3.3 Negative Control Exposures to Clean Air

A series of cell exposures to clean air were conducted at various operating conditions (two independent experiments for each condition) of Gillings Sampler. Cells were first exposed to clean air while all high voltages remained turned off. This allowed us to investigate any potential problems with cell culture media evaporation that could lead to cell desiccation. No statistical difference in LDH and IL-8 levels between controls and exposures were observed. Cells were then exposed with the high voltages applied to the charging section of the CES only to investigate any potential toxicity from the O₃ produced during corona discharge. An average O₃ concentration of 69 parts per billion (ppb) was measured at the outlet of the sampler during the 4 hours the charging section was powered on. Again, no difference in LDH and IL-8 levels was observed. Next, cells were exposed with only the high voltage applied to the precipitation plate to address potential toxicity interference from the electric field. No difference in LDH and IL-8 expression levels was observed. From these data, it was determined that the individual components and parameters of the Gillings Sampler do not induce any elevated levels of cytotoxicity and inflammation, as measured by LDH and IL-8. One last exposure was conducted with all high voltages turned on to verify that when all components are working together there are no potential LDH and IL-8 responses resulting from the Gillings Sampler itself. These results validate that the Gillings Sampler can be operated for up to 4 hours with all the high voltages turned on without inducing adverse effects on the cells for these measured endpoints (Figures 8 and 9).

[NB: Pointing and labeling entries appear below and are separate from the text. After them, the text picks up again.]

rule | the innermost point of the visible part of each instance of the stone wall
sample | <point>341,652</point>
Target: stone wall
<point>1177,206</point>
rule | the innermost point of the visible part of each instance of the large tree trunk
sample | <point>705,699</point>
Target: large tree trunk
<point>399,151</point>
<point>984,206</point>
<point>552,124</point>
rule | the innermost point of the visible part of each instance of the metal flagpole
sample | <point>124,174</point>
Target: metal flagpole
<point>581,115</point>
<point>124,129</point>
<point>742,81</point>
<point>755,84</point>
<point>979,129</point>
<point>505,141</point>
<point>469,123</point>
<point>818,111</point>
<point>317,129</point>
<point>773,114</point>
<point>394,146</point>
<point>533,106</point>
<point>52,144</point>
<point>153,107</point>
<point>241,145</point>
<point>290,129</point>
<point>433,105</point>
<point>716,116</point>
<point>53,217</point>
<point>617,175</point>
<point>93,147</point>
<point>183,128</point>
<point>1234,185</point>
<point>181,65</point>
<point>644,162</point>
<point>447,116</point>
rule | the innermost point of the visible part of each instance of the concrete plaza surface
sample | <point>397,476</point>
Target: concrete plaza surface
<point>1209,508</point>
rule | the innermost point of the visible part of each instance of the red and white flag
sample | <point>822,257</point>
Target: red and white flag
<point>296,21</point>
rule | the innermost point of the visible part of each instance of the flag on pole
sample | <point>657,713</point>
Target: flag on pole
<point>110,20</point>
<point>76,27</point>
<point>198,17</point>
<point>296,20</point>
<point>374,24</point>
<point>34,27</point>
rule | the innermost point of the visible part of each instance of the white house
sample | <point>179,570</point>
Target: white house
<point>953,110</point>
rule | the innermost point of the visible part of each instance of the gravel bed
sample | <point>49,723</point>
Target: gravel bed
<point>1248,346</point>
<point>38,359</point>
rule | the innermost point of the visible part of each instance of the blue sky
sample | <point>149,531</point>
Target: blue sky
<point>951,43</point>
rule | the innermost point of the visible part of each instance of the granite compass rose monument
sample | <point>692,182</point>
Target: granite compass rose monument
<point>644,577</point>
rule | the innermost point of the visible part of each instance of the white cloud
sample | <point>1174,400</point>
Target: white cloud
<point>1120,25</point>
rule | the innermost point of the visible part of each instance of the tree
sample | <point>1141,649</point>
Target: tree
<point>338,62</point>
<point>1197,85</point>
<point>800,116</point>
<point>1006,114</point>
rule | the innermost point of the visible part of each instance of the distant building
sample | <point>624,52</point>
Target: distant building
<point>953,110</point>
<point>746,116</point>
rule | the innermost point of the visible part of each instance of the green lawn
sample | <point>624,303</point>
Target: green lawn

Fold increase in cytotoxicity, as measured by LDH in the basolateral media, from 4-hour long (2,620 cycles) exposures to clean air using the Gillings Sampler at various operational conditions. No statistical difference observed when comparing exposed cells to unexposed controls under any conditions. Data shown is the mean of two independent experiments for each condition (n=6 for each independent condition). Data is presented as the mean ± standard error from the mean.

Fold increase in inflammation, as measured by IL-8 in the basolateral media, from 4-hour long (2,620 cycles) exposures to clean air using the Gillings Sampler at various operational conditions. No statistical difference observed when comparing exposed cells to unexposed controls under any conditions. Data shown is the mean of two independent experiments for each condition (n=6 for each independent condition). Data is presented as the mean ± standard error from the mean.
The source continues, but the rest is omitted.